Die Frage, die als Überschrift über diesem Artikel und auch meiner Arbeit steht, lässt sich nur bedingt beantworten. Aufgrund von externen Faktoren und der Kulanz der Jurys ist die Möglichkeit vorhanden, dass das Aufnahmegerät in konkreten Fällen nur eine geringe oder keine Rolle spielt. Doch wird es ebenso Situationen geben, in denen das Aufnahmegerät mit Raum und Aufnahmesituation den Unterschied machen kann. Die Probleme, die Musikwettbewerben innewohnen, werden dadurch multipliziert: Der Pianistin aus meiner Einleitung kann man nur wünschen, dass sie neben ihrem Talent über Geld, Zeit, und/oder ein gutes Netzwerk verfügt, um sich entsprechend zu präsentieren.
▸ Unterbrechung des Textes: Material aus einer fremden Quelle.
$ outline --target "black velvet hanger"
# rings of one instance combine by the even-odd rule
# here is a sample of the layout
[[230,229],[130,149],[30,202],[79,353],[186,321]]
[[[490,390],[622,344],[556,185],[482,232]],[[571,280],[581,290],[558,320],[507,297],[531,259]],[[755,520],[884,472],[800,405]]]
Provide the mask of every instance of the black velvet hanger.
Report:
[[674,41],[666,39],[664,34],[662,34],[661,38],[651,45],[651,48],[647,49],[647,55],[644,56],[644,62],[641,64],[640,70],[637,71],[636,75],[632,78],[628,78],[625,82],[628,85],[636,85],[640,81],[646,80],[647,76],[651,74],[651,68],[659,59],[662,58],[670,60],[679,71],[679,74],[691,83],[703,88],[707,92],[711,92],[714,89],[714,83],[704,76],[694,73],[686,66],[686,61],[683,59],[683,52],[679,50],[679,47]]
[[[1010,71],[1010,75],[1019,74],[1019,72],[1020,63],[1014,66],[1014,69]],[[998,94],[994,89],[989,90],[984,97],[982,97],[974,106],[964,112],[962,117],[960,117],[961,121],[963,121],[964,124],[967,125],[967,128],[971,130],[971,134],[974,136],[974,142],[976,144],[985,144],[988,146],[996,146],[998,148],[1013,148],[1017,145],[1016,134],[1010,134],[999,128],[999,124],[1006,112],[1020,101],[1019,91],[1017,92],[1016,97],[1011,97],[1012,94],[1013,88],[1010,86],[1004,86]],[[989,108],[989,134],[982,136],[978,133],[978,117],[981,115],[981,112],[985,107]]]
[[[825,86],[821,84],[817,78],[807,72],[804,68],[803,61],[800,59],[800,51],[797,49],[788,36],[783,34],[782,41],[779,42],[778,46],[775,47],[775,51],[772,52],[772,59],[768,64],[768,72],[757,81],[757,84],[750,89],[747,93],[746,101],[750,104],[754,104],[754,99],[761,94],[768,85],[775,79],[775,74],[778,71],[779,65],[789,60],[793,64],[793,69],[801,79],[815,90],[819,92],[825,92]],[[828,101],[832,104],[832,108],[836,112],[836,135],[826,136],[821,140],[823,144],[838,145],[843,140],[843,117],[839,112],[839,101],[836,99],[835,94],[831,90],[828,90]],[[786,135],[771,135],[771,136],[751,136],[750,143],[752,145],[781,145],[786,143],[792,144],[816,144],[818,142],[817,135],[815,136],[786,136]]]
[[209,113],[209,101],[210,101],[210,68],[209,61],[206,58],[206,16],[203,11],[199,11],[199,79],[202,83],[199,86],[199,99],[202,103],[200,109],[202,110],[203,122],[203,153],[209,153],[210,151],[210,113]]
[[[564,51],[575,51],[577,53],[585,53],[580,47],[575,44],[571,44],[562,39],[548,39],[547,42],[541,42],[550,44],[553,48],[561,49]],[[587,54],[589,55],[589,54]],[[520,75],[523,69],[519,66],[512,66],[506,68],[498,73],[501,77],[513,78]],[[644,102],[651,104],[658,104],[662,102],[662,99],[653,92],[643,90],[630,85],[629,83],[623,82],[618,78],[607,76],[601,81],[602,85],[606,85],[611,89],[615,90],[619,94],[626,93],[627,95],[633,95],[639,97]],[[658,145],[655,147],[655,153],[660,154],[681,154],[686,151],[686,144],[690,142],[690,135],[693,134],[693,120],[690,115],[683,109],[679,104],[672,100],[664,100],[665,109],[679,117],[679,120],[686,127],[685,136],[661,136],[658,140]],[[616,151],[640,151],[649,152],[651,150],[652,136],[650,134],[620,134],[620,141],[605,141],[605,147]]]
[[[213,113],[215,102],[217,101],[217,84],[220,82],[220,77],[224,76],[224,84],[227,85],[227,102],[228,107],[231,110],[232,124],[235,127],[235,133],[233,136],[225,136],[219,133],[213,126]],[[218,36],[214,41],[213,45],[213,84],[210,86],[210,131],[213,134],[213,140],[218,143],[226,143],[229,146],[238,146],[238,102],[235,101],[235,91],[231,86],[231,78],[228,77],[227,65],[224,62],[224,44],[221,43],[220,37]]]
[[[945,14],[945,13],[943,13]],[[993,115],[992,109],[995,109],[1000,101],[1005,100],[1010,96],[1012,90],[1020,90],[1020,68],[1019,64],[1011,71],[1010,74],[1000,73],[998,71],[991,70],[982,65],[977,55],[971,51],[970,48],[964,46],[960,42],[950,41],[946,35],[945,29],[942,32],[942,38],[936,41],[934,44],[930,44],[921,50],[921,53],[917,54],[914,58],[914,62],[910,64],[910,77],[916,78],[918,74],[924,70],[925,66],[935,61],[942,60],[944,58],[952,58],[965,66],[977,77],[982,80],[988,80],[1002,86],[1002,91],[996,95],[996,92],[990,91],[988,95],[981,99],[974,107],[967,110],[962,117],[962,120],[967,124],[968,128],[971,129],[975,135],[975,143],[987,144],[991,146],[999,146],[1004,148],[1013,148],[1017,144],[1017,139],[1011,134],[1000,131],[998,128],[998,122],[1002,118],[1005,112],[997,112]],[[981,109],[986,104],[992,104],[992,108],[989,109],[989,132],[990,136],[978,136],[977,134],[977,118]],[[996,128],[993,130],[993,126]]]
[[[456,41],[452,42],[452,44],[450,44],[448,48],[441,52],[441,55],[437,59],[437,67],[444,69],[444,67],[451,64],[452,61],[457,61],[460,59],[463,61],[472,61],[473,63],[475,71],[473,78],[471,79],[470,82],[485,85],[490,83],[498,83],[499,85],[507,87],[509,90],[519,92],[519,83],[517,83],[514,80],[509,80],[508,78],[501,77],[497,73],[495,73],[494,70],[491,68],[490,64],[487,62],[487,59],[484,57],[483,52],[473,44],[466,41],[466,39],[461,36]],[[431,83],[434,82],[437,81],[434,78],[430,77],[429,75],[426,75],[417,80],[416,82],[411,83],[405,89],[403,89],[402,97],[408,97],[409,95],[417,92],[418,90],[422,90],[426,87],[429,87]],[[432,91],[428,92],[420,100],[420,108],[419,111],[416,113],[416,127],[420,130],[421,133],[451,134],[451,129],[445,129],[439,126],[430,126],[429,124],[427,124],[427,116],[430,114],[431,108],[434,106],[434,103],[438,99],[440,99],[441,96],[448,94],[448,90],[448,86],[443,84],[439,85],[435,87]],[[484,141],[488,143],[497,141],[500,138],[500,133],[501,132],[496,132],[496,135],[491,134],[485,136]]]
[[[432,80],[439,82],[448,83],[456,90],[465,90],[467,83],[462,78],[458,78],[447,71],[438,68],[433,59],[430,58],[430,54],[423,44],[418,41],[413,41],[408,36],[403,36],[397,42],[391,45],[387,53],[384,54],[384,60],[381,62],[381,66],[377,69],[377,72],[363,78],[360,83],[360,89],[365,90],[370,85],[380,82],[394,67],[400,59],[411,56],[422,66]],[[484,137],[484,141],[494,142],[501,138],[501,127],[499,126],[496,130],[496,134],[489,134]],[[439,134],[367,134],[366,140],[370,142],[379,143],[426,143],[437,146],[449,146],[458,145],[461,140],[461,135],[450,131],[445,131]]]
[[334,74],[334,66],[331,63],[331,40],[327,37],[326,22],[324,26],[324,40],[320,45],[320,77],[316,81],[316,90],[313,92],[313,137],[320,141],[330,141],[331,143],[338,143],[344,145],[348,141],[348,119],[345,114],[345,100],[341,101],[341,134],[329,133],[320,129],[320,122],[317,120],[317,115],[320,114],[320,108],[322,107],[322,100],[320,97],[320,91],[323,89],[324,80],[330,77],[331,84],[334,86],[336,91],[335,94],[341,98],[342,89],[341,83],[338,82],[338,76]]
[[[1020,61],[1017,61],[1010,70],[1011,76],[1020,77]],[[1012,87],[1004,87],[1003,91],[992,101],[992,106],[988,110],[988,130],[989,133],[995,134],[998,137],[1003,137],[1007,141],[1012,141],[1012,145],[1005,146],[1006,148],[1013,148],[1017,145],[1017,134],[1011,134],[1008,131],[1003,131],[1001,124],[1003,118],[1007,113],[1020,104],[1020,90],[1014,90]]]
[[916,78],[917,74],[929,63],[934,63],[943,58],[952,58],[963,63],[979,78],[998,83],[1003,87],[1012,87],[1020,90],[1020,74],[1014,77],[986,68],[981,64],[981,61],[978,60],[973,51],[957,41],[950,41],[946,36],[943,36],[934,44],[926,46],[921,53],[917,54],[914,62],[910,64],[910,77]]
Für mich persönlich konnte ich viel Erfahrung in der musikalischen Sicht auf Aufnahmetechnik sammeln. Ich erlebe oft, auch an mir selbst, dass aus einem tonmeisterlichen Studium heraus die Gefahr besteht, klangliche Unterschiede rein technisch zu bewerten und nur noch für andere Tonschaffende zu arbeiten. Dabei ist mein Zielpublikum doch eigentlich die Musikbranche, die offensichtlich anders hört. Ich hoffe außerdem, dass ich und andere Menschen meinen Datensatz erweitern können; mit mehr Beispielen und ausführlicheren Analysen desselben könnte noch einiges erfahren werden, was bis jetzt nur angedeutet wurde. Und im Idealfall kann ich mich aus dieser Richtung der alten Frage nähern, wie sehr der Klang einer Aufnahme eine wahrgenommene Interpretation beeinflusst.
[1] Chia-Jung Tsay. “Sight over sound in the judgment of music performance”. In: Proceedings of the National Academy of Sciences of the United States of America, vol. 10 36 (3. Sep. 2013). ISBN: 9781221454117, S. 14580–14585
[2] Ernst, C. Recordings of classical music (voice with piano, piano solo) with smartphones and professional audio equipment. Zenodo (26. Juli 2024). https://doi.org/10.5281/zenodo.12928912
Caspar Ernst ist Tonmeister und Klangregisseur. Aktuell studiert er im Master Musikregie an der Musikhochschule Detmold, zuvor schloss er den dortigen Bachelorstudiengang Musikübertragung (Tonmeister) mit einer wissenschaftlichen Arbeit zum Einfluss von Aufnahmetechnik auf die Bewertung von Musik ab. Er lebt in Göttingen und arbeitet neben seinem Studium als freier Tonmeister.